My thoughts exactly, Jalima1108. The Intergenerational Foundation & their disciples like David Willetts have a lot to answer for. Have you noticed how much their liked body, the Resolution Foundation are used for their opinion on TV News now? The facts of the lives of different generations can be stated without creating a war between them. We each do our best given the opportunities presented at the time without benefit of fore- or hindsight. This created 'war' wastes so much energy when we are all in this pickle together & need to put our heads together thoughtfully without headbutting each other.

Luckylegs9 Tue 30-May-17 14:23:28

Royandsyl, sorry you feel like you do. Perhaps, your sons have very full lives with many demands on their time, is that why you feel unable to ask for help? I do know where you live, but to talk about suicide, because that's what it is, sounds as if everything is a bit too much at the moment and you might be depressed. Why don't you look at sheltered living or similar, you will have the company of people in your situation, have a common bond. You could have a very different future to the one you have, it's worth trying when you say you are considering euthanasia, the trouble with getting older is that sometimes, some of us forget the demands that our children, when they are no longer children, have on their shoulders.
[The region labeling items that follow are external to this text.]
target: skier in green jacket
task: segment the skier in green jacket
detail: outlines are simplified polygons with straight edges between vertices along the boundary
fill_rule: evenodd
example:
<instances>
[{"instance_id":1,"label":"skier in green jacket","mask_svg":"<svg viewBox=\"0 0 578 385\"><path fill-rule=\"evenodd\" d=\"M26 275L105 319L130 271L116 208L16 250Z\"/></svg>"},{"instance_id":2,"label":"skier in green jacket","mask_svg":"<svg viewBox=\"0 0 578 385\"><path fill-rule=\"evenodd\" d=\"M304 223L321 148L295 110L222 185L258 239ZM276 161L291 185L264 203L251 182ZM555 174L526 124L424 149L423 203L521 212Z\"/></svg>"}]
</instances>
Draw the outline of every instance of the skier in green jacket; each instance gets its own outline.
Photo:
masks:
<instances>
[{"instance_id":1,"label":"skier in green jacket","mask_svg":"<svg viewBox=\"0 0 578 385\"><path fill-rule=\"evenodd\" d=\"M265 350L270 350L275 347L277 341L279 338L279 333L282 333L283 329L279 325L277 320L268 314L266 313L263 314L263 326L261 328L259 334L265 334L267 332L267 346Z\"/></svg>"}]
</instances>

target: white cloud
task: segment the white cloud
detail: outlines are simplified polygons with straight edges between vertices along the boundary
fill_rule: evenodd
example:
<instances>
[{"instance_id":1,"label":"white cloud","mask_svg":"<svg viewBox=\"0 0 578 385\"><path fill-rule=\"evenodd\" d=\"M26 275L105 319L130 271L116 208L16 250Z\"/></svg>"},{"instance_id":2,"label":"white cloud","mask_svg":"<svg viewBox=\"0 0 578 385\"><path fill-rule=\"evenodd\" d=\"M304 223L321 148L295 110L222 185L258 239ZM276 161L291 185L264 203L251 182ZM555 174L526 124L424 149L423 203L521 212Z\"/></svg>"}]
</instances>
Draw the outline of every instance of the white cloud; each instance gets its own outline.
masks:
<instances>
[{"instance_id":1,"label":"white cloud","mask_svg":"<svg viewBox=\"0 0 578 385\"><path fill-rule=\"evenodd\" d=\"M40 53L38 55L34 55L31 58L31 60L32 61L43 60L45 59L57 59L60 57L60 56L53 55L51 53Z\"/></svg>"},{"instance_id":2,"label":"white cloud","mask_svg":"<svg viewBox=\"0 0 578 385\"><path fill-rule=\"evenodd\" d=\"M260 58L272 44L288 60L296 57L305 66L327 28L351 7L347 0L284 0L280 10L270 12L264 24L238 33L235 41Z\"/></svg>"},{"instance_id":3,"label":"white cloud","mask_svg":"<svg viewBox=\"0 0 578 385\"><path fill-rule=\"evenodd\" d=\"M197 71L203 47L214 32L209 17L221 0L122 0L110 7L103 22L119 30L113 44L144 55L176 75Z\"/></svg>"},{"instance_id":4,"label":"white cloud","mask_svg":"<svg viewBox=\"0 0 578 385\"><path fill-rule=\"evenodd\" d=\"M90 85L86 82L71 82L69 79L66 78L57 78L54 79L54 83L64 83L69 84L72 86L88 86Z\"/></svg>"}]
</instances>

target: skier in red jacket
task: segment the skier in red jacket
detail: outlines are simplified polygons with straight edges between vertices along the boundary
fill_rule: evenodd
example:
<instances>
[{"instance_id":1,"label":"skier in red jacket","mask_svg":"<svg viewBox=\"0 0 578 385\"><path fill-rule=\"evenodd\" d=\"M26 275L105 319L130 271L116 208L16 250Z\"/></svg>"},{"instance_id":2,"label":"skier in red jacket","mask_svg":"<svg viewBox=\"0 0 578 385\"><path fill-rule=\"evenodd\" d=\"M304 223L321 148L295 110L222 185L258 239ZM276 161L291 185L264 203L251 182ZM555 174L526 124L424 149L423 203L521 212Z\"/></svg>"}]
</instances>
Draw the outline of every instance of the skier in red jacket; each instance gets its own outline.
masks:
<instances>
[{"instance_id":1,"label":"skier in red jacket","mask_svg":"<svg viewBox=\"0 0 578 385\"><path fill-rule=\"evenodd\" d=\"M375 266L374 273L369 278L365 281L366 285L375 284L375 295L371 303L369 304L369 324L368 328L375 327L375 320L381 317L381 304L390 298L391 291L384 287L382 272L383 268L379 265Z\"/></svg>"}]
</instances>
I have a wonderful son, never ask him for help, my reward is knowing he is happy, that's what I care about, I had my chances. So no more of that talk, sure your sons do care, but change the bits in your life that are making you sad. ? It's never too late!

Witzend Tue 30-May-17 15:02:03

Well, let's not pretend that all old people are lovely cuddly old things. I'm sure we've all known at least one or two who've become very selfish, self centred and demanding, or who were that way anyway, and have just become more so.
I know I have. My dh had an aunt who only ever thought about herself, and didn't give a damn how tired he was - she wanted him there, a 2 hour drive away - NOW. Never mind expecting a friend to drive 20 minutes each way every night to fill her hot water bottles - no, she did NOT want the electric blanket we repeatedly offered.

We've had relatives with dementia, one for many years, and although I didn't begrudge the time needed for their care, all the worry associated with the disease WAS a burden, which I'd hate my own children to have to bear.

The bottom line is, IMO, too many of us are living - or being kept alive - too long. If I ever get to the stage where I can't wash or dress myself, or get myself to the loo, I just pray I'll still have enough marbles to remember where I put my stash of pills.